It’s 30,000 B.C. and a boy named Loon — naked, weaponless, and without food or water — sets off on a two-week “wander” into the depths of the wilderness on a cold and rainy night. As the rain pounds down, Loon, shoeless and shivering, spends his first night frantically using his fingers to dig into logs to scratch up enough punk to start a fire.
And so began Loon’s vision quest in the opening pages of Kim Stanley Robinson’s 2013 novel, Shaman. For those in the Spartan world, this is a reminder that epic tests of the mind, body, and spirit have a unique purpose in personal transformation that goes back to "the dawn of humankind."
Fortunately (or unfortunately, depending), you don’t need time travel to enter the kind of training ordeal that Robinson brings to life in Shaman. Below are perhaps the seven most difficult and life-changing endurance events on Earth, guaranteed to deliver you on a mythic journey of self-discovery and awakening. You'll find out who you really are, what really matters, and what you’re really made of. Can you complete them?
What Are the Hardest Endurance Events in the World?
Described as Spartan’s ultimate test of endurance, the Agoge is a reincarnation of the trials endured by young Spartans-in-training in ancient Greece. In the modern version, the myriad challenges you’ll face in this more than 60-hour event are underscored by the severe environments of the locations. Past Agoge events have been held in Mongolia's steppe, the Namibia savannah, and the frozen tundras of Iceland.
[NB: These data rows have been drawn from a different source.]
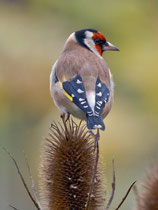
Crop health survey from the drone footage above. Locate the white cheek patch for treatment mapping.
[84,31,102,58]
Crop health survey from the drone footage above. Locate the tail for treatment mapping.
[87,116,105,130]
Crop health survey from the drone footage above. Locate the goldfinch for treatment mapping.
[50,29,119,130]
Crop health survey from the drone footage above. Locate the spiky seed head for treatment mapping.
[40,120,105,210]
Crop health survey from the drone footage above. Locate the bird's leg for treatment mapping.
[60,112,70,123]
[65,112,70,122]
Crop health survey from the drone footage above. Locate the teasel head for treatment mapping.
[40,120,106,210]
[136,164,158,210]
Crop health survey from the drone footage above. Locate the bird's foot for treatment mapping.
[60,113,70,123]
[90,128,100,150]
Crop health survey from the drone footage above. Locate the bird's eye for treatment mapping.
[94,38,104,45]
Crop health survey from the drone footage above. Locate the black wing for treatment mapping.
[62,75,93,116]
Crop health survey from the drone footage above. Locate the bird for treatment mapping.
[50,29,119,131]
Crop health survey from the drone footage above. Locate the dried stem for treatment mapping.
[105,160,116,210]
[115,181,136,210]
[24,153,42,210]
[86,133,99,210]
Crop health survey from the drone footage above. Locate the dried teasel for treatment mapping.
[40,120,106,210]
[135,164,158,210]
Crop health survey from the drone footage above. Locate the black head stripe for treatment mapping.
[75,29,98,50]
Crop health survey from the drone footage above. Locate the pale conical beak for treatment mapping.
[102,42,120,51]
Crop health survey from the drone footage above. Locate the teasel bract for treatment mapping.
[40,120,106,210]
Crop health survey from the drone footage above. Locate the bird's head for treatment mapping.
[74,29,119,56]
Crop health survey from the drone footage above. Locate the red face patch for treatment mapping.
[92,32,106,41]
[92,32,106,56]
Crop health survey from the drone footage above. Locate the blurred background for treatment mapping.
[0,0,158,210]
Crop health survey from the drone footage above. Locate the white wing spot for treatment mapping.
[93,125,102,128]
[83,106,88,108]
[76,79,82,84]
[77,89,84,93]
[97,82,101,87]
[79,98,84,101]
[96,92,102,97]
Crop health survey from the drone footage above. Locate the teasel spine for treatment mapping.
[40,119,106,210]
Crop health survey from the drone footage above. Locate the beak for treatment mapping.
[102,42,120,51]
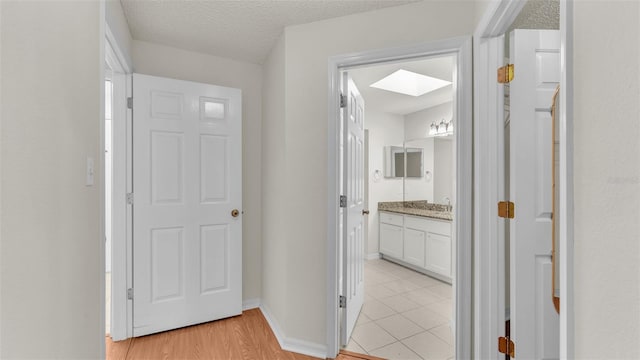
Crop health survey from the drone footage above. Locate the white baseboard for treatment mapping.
[367,253,380,260]
[260,304,327,359]
[242,298,262,311]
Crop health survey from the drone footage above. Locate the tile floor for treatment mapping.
[346,259,454,360]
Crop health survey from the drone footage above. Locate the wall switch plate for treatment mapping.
[85,157,94,186]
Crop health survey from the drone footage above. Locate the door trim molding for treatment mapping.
[105,24,133,341]
[474,0,574,359]
[326,37,473,359]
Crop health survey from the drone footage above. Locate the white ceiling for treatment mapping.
[349,56,453,115]
[120,0,420,64]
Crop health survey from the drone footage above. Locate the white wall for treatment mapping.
[433,138,455,204]
[132,40,262,300]
[364,111,404,255]
[571,1,640,359]
[105,0,133,66]
[262,36,289,319]
[263,1,474,344]
[0,1,104,359]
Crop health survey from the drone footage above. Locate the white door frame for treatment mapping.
[474,0,574,359]
[101,24,133,341]
[327,37,473,359]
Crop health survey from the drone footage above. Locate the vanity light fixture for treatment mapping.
[429,119,453,136]
[371,69,451,97]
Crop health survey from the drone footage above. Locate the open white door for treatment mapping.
[509,30,560,359]
[133,74,242,336]
[341,72,364,346]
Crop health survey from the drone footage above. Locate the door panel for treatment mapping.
[133,74,242,336]
[341,73,364,345]
[509,30,560,359]
[427,233,451,276]
[401,228,426,267]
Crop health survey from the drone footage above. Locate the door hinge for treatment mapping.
[498,64,514,84]
[498,201,516,219]
[498,336,516,358]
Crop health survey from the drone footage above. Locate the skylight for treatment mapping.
[371,69,451,96]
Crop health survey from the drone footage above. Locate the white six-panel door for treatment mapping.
[509,30,560,359]
[133,74,242,336]
[341,73,364,345]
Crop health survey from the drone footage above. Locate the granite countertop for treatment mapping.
[378,200,453,221]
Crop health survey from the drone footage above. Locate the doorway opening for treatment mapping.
[328,38,472,358]
[340,55,457,358]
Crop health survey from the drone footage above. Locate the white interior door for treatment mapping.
[341,72,364,345]
[509,30,560,359]
[133,74,242,336]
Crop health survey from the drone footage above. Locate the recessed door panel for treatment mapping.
[151,91,184,120]
[200,135,229,203]
[151,228,184,302]
[151,131,184,204]
[508,30,560,359]
[532,111,553,222]
[200,97,227,122]
[200,225,229,294]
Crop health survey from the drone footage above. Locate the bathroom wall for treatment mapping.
[365,107,404,257]
[404,101,455,204]
[433,138,455,204]
[404,137,434,202]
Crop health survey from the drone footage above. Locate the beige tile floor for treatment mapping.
[346,259,454,360]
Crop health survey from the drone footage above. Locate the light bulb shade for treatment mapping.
[429,122,438,135]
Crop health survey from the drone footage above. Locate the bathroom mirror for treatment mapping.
[384,146,423,178]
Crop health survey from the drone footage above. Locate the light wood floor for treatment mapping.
[106,309,376,360]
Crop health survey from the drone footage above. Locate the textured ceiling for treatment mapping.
[349,56,453,115]
[507,0,560,32]
[120,0,418,64]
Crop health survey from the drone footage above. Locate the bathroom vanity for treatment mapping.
[378,201,453,283]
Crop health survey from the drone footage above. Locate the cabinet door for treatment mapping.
[380,224,402,259]
[426,233,451,276]
[403,229,426,267]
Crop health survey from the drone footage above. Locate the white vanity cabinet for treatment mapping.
[380,211,452,282]
[379,212,404,258]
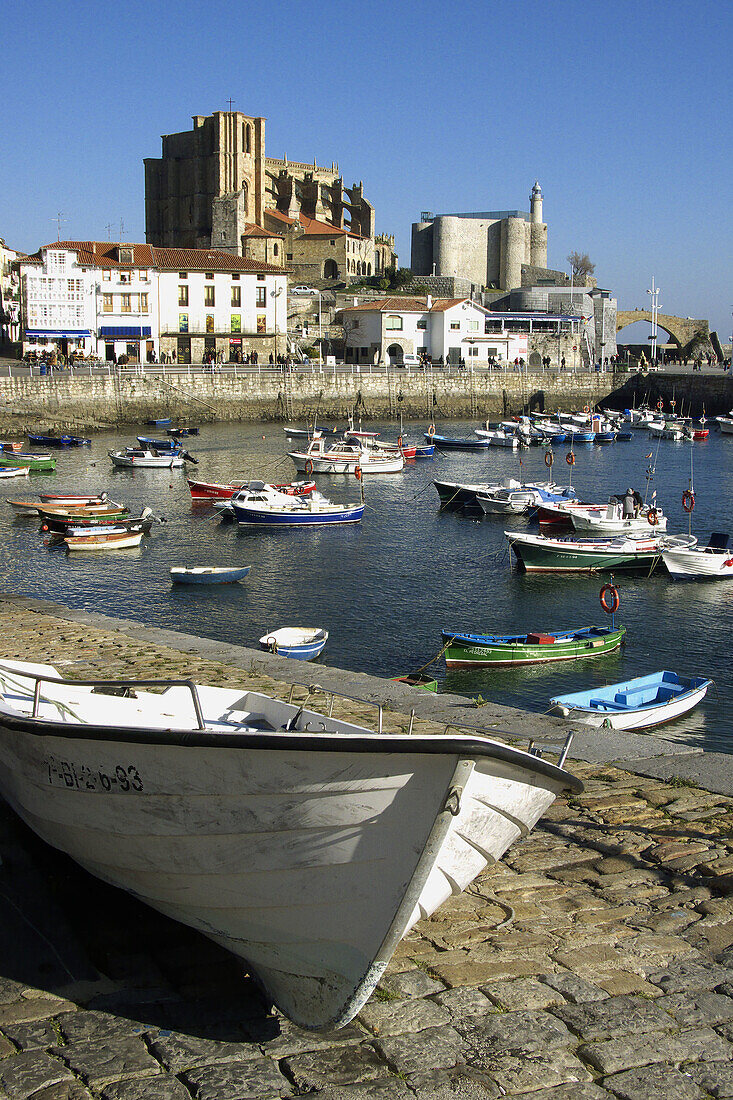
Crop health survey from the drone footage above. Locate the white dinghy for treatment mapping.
[0,660,582,1029]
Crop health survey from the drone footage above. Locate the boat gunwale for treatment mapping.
[0,704,583,791]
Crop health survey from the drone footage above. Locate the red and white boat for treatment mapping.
[188,477,316,501]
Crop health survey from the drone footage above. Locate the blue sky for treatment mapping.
[0,0,733,340]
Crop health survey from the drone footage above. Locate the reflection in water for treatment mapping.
[0,415,733,751]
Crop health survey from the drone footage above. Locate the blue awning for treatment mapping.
[25,329,91,340]
[99,325,150,340]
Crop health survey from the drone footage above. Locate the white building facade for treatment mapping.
[342,295,528,367]
[19,241,287,363]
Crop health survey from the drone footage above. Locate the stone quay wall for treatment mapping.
[0,370,612,435]
[0,369,733,436]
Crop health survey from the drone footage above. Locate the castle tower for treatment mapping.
[529,179,543,226]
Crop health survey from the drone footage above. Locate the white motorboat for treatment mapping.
[288,439,405,475]
[107,447,186,470]
[568,499,667,536]
[661,532,733,581]
[0,661,582,1029]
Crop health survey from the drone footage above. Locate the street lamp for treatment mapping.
[646,275,660,365]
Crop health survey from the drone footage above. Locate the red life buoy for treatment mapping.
[599,584,621,615]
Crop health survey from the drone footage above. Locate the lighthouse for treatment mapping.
[529,179,543,226]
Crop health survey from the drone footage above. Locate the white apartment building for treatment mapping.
[19,241,287,363]
[342,295,527,366]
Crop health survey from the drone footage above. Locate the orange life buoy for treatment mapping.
[599,584,621,615]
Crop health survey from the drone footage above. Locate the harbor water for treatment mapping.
[0,422,733,752]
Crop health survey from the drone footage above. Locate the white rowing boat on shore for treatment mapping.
[0,660,582,1029]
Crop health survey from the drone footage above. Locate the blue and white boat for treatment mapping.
[260,626,328,661]
[425,431,489,451]
[171,565,252,584]
[227,482,364,527]
[138,436,183,454]
[550,672,712,729]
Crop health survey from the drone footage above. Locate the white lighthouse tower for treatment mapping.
[529,179,543,226]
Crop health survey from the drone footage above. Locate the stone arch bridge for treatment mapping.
[616,309,711,351]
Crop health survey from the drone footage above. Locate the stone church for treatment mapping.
[144,111,397,286]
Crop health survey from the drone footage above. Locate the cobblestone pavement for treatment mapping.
[0,604,733,1100]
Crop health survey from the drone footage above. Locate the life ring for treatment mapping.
[599,584,621,615]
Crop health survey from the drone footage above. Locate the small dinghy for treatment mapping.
[550,672,712,729]
[171,565,252,584]
[0,661,582,1029]
[260,626,328,661]
[64,531,143,550]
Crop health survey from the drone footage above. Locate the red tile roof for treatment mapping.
[343,297,468,314]
[24,241,283,275]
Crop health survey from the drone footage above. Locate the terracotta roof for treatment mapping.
[265,210,367,241]
[153,246,283,275]
[24,241,283,275]
[342,297,468,314]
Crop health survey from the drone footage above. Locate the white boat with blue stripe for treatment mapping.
[230,482,364,527]
[550,672,712,729]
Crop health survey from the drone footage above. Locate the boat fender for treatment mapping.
[442,787,463,817]
[599,584,621,615]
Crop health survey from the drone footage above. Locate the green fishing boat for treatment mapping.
[435,626,626,669]
[2,451,56,472]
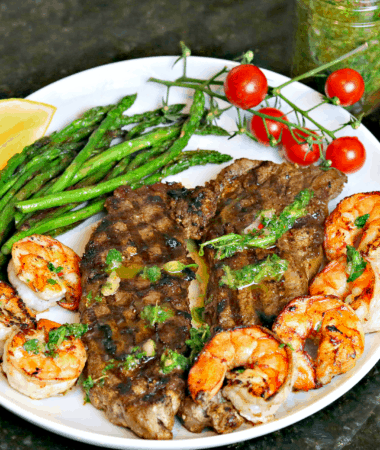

Tough Mudder races are known for their combination of challenge and spirit, where it’s less about competitive racing and more about camaraderie, team-building, and having fun with it all. The World’s Toughest Mudder exists in an outer orbit, where participants knock out multi-mile laps of a brutal OCR circuit as many times as they can in 24 hours. Fun is no longer the primary focus, but for diehard endurance racers, "fun" might be exactly the right word.
Imagine you’re at sea level, hopping on your mountain bike near a Pacific Ocean beach in Costa Rica. You clip in and then mash the pedals eastward for 300 rugged kilometers — jungle, small towns, and a spectrum of microclimates included — over five mountain ranges (elevation gain: 12,000 meters) until you arrive at the Caribbean Sea. This is what you experience during La Ruta (Spanish for “The Route”), the toughest mountain bike race in the world.
One of the many things that makes the Spartan Death Race so incredibly soul-crushing is that whatever stressful situation you are dealing with in one moment — 26 miles of crawling under barbed wire, 12 hours of burpees, counting out 500 pennies while shivering and sleep-deprived ... you get the picture — you never know what stressful situation is coming next.
“We don't give you any water, we don't give you any food, we don't tell you what you'll have to do in the race," Spartan founder and CEO Joe De Sena says. "You don't know when the race really starts or when it ends. We don't encourage you. We want you to quit.”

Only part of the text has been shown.